Existe en los seres humanos una memoria familiar que, algunos dicen, es biológica. Es decir, que se transmite biológicamente a través del ADN. Así uno carga en su cerebro la historia de sus antepasados, aun cuando no los conozca. Por eso, uno hace cosas que no sabe por qué las hace pero, en realidad, tienen una conexión con esa herencia o memoria familiar. Sería una especie de “inconsciente familiar” que pasa de generación en generación.

Comparto algunos ejemplos:

-Un bisabuelo es tomado preso durante la guerra y torturado. Su bisnieto es un médico cirujano plástico que, aunque no conoció a su bisabuelo, está tratando de reparar la memoria familiar.
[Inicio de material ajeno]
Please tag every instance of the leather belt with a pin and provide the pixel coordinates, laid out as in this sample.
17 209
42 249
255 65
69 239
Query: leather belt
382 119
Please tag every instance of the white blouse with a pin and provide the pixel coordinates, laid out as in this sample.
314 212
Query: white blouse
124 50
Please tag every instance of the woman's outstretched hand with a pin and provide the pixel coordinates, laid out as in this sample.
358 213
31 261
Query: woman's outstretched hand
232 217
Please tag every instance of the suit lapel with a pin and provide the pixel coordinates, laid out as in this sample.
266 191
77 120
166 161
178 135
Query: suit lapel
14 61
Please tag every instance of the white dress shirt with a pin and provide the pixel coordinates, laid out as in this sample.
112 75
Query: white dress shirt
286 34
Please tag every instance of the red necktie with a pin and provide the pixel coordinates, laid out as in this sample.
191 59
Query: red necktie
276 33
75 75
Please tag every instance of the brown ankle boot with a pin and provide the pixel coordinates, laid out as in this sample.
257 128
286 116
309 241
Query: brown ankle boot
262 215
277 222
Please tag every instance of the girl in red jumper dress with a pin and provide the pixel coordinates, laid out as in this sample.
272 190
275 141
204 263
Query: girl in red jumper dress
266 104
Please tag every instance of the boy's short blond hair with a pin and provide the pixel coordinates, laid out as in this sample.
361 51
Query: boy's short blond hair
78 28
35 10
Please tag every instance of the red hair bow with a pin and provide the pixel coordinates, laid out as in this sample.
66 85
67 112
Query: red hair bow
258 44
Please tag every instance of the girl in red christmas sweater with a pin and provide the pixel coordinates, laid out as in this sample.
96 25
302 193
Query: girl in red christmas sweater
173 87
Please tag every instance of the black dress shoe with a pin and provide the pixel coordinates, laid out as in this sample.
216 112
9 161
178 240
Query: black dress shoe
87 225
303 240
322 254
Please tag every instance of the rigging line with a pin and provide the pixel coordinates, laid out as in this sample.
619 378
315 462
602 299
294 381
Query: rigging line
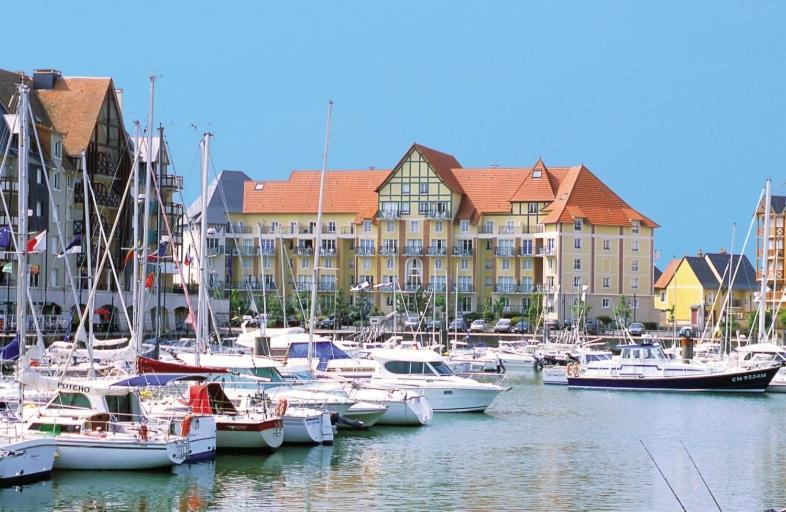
664 476
701 476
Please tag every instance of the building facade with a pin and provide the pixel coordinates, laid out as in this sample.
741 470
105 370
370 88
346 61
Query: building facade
502 236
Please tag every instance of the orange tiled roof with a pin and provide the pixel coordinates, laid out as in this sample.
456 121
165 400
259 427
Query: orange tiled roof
582 195
73 105
345 192
668 272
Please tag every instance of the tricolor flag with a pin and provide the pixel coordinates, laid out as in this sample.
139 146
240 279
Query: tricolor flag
73 247
5 238
37 243
159 253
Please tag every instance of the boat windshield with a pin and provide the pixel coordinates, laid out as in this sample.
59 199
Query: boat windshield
441 368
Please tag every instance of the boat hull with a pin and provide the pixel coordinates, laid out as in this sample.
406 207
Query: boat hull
749 381
249 435
82 452
26 461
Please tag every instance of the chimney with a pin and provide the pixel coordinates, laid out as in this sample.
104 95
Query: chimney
45 78
119 94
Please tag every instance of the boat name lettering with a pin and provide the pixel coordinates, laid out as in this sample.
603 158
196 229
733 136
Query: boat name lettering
752 376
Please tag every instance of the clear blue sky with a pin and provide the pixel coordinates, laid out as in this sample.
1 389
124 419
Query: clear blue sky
678 106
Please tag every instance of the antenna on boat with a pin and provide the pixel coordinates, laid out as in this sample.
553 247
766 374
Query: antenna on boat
664 476
701 476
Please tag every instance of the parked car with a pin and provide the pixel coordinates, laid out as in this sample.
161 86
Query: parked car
478 325
636 329
503 325
458 324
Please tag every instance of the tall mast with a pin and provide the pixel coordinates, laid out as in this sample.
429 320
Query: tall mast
135 239
764 265
21 288
140 304
202 306
318 243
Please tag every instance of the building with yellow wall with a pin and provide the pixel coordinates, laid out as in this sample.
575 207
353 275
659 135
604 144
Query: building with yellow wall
479 235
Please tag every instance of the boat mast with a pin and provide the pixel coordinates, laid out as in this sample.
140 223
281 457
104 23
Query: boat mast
140 303
312 321
764 257
202 307
21 288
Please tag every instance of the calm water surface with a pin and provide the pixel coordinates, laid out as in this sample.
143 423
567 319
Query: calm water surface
538 448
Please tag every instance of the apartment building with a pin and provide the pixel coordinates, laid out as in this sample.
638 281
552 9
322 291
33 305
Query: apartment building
481 235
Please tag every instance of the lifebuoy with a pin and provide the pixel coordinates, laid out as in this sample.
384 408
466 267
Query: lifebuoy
281 407
185 428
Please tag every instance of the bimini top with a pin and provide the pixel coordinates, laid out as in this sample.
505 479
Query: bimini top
412 356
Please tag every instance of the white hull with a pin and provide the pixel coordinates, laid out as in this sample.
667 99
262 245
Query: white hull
307 426
26 460
78 451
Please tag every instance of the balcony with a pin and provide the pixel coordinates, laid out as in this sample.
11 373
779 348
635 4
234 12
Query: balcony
504 251
171 182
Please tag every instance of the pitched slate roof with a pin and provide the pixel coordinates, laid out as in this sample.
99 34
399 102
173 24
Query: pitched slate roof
73 105
746 275
345 192
224 194
665 278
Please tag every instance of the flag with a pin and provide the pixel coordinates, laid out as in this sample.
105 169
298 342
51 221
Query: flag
73 247
5 238
37 243
159 253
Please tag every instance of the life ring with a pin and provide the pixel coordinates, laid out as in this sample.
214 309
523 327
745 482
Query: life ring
281 407
185 427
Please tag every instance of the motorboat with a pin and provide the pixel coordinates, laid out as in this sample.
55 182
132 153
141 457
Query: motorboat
426 372
646 367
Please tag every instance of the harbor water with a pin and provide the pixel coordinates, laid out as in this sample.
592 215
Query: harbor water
537 448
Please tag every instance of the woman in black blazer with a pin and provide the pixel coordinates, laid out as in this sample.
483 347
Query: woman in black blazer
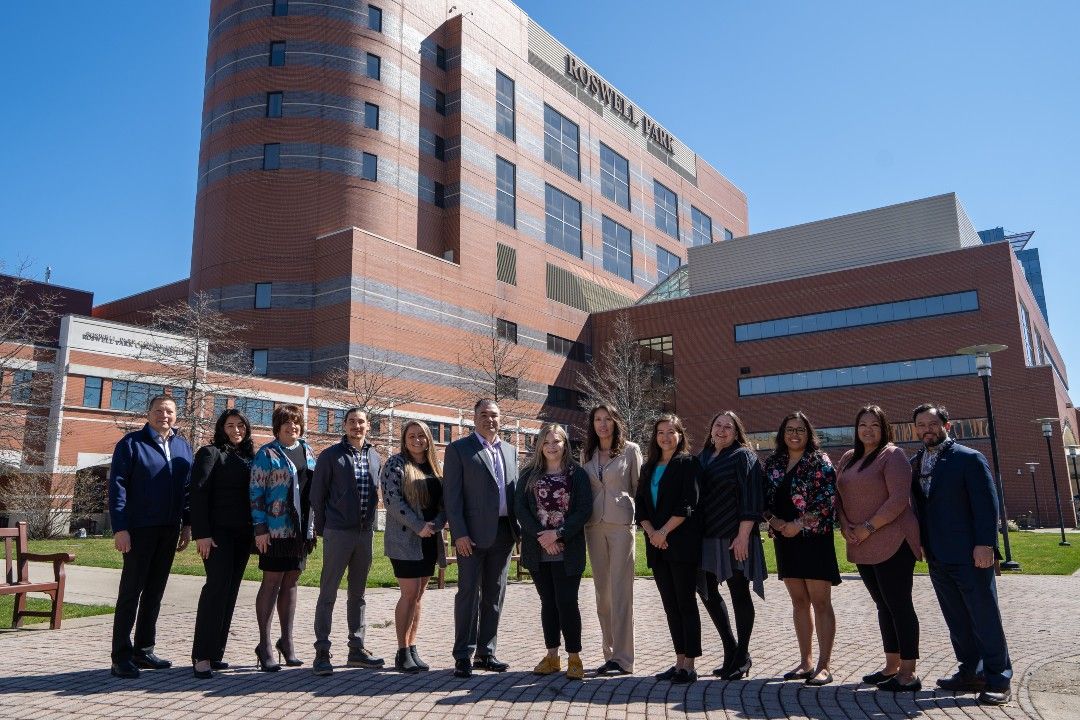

-Un abuelo muere quemado. Su nieto tiene la vocación de ser bombero. El joven expresa: “Elijo ser bombero porque me gusta” pero, en realidad, está tratando de reparar su historia familiar.

-Un niño tiene problemas y lo llevan a la psicóloga. Ella le pide que dibuje a la familia y dibuja a cuatro integrantes (papá, mamá, él mismo y un hermanito). Siempre dibuja a cuatro integrantes. Entonces la psicóloga les pregunta a los padres: “¿Quién es el hermanito?”. “No tiene hermanos, es hijo único”. “Qué raro porque siempre dibuja a cuatro personas”. Pasa el tiempo y finalmente el matrimonio llorando le cuenta a la profesional: “Tuvimos un bebé que se murió pero nunca le contamos a nuestro hijo que tiene un hermanito”. Ese niño, sin saberlo, dibuja al hermano muerto. Eso es una memoria familiar.

Debido a esta memoria familiar, pueden surgir algunos de los siguientes casos:

• Hijos que se enferman para frenar la violencia de los padres. Cuando los padres se pelean, un hijo se puede enfermar para que los adultos dejen de pelear y lo cuiden. Hay enfermedades que uno porta en su cuerpo para evitar los conflictos entre los padres. Cuando hay una criatura enferma, acostumbro preguntarles a los padres: “¿Cómo se llevan ustedes?”. La mayoría contesta: “Nos llevamos muy mal”. Probablemente esa enfermedad del nene o la nena se generó para frenar la violencia porque, cuando hay alguien enfermo en la familia, los demás se dedican a cuidarlo.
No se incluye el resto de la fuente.